Patrons and employees fled to safety but what followed was a four and a half hour stand-off with police during which time negotiators tried, unsuccessfully, to talk the man down.
He was shot by the police and pronounced dead at the scene. No one else was injured.
Authorities later identified the man as a Lawrenceville, NJ resident, 56-year-old Scott Mielentz, an Army veteran and former IT worker who filed for disability benefits in 2010. There he described suffering of anxiety, depression and keeping himself away from social situations according to an article published by nj.com.
Janeth Paz, who works at the State Farm located above the Panera, was caught in the events.

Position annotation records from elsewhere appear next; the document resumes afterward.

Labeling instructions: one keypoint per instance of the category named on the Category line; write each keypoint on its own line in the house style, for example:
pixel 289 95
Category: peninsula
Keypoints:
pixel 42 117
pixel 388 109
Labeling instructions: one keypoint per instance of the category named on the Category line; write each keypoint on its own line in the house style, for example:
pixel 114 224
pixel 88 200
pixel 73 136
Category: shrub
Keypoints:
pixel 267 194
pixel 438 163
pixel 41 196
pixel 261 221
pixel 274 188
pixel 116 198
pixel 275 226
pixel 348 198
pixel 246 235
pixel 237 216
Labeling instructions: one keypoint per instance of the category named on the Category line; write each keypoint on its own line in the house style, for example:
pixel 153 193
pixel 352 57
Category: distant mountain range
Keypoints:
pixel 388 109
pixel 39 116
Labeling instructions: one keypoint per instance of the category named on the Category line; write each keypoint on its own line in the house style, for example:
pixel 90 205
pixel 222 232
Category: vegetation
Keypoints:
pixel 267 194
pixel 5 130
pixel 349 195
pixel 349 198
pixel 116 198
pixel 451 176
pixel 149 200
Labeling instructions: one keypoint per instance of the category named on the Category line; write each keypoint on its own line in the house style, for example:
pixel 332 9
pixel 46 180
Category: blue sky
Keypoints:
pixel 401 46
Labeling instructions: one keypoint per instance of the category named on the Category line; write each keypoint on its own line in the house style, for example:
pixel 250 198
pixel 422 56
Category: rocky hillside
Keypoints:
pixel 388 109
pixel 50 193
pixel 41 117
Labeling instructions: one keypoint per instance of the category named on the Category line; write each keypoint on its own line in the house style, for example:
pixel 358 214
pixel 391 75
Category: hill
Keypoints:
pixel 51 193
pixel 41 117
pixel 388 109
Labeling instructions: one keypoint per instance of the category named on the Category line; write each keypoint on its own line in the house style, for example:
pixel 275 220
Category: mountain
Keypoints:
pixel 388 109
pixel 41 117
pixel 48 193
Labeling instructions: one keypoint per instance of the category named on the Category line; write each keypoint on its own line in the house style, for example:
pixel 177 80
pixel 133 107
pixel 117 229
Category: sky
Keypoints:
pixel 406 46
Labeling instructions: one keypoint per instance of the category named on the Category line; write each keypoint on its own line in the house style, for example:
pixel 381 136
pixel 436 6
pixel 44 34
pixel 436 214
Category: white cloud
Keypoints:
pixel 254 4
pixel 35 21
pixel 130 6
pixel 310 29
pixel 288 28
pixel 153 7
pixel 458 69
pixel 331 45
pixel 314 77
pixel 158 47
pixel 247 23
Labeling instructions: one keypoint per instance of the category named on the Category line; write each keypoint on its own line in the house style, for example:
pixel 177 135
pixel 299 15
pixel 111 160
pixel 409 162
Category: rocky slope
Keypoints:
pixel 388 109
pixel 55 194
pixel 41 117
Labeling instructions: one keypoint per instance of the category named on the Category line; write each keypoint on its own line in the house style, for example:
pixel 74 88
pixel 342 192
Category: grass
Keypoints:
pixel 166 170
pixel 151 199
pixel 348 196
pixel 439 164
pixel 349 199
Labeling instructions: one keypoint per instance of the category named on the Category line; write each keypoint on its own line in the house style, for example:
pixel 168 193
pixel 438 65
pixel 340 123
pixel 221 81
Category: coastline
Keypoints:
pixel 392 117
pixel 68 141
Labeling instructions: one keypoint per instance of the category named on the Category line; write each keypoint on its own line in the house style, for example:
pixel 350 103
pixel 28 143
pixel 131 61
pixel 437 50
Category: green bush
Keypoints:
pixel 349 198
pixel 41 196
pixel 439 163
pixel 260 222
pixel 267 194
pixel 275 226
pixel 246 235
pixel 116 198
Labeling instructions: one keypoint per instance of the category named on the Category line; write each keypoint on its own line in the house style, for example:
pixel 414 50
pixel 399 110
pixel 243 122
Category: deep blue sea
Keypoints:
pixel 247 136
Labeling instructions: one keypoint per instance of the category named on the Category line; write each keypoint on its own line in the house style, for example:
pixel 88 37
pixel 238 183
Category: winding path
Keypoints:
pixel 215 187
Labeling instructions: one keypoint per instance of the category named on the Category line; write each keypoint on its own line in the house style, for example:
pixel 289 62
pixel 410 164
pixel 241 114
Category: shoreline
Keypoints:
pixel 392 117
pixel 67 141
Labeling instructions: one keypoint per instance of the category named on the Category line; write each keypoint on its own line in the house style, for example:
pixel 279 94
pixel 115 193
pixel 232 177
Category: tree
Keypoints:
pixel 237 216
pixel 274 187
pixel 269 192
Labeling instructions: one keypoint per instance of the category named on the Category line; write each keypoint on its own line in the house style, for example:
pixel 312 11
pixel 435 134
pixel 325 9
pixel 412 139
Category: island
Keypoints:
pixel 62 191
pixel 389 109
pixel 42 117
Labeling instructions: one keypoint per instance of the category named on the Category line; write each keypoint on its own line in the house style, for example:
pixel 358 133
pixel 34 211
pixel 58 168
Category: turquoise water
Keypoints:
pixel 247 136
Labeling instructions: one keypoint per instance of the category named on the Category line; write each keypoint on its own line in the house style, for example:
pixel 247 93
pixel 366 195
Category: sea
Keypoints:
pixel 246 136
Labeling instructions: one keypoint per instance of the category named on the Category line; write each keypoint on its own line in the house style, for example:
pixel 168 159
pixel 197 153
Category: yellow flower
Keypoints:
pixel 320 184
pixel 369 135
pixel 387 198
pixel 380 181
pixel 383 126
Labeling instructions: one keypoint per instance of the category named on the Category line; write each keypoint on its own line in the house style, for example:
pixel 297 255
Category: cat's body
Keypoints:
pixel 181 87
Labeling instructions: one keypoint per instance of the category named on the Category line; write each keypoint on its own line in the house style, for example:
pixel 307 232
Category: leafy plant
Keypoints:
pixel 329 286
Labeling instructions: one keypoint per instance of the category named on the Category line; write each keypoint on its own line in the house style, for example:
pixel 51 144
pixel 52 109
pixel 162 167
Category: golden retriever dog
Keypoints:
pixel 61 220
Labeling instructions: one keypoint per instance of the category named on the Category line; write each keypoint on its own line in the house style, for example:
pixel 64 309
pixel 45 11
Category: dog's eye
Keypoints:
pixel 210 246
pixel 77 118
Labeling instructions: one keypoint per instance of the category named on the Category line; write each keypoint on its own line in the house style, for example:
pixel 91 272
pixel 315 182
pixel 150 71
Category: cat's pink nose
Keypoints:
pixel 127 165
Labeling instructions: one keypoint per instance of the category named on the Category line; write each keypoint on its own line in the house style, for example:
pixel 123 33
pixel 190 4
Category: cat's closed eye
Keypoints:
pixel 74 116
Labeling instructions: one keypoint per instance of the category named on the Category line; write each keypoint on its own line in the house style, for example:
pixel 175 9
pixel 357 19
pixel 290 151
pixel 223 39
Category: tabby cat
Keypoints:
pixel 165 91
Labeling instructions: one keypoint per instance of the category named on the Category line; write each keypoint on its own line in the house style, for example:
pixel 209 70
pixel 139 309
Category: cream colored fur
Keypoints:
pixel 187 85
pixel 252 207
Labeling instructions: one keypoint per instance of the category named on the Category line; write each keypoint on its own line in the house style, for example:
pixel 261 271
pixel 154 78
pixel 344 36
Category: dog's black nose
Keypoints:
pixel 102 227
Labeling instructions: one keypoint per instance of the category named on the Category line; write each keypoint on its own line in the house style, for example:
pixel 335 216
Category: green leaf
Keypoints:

She told The VOICE, “You don’t expect it to happen to you, so you’re like, you don’t even know what to feel, you’re just like oh my God. I didn’t say bye to my mom, I didn’t say bye to my kids, I was like ‘Oh my God, I’m going to die.’”
While Princeton University, which is across Nassau Street from the Panera where Mielentz holed up, was on spring break, the main thoroughfare was closed down all day, several University buildings were evacuated and Princeton High School (PHS) was placed on a shelter in place lockdown that lasted from mid-morning through to the end of the day.
Students from the school say that despite the shelter in place they were not particularly worried.
Ninth-grader Hugo Balavoine told The VOICE, “Everyone was kind of joking about it, honestly. I wasn’t worried. It wasn’t like the Panera guy was going to walk over here.”
Asked to describe his experience, ninth-grader Orie Bolitho said: “Nobody really knew what was happening in my class. At first I thought it was something bigger. The vibe around school was kind of gloomy and weird; it didn’t really feel right.”
In the wake of the Parkland, FL shooting last month, PHS students and faculty alike shared strong views on guns in schools.
Elizabeth Sullivan-Crowley, a PHS freshman, said of the recent suggestion by the president that the way to stop gun violence in schools is to arm teachers, “I think it’s a bad idea and not a very helpful way to end gun violence by adding more guns to these scenarios.”
Paz said, “My sister said ‘It’s Princeton, how does this happen in Princeton?’”
Mielentz is survived by a wife and two children.
The restaurant is closed for the time being. Multiple signs from people who attended the March For Our Lives now cover the windows and doors with messages including, “Protect kids, not guns” and “#Enough.”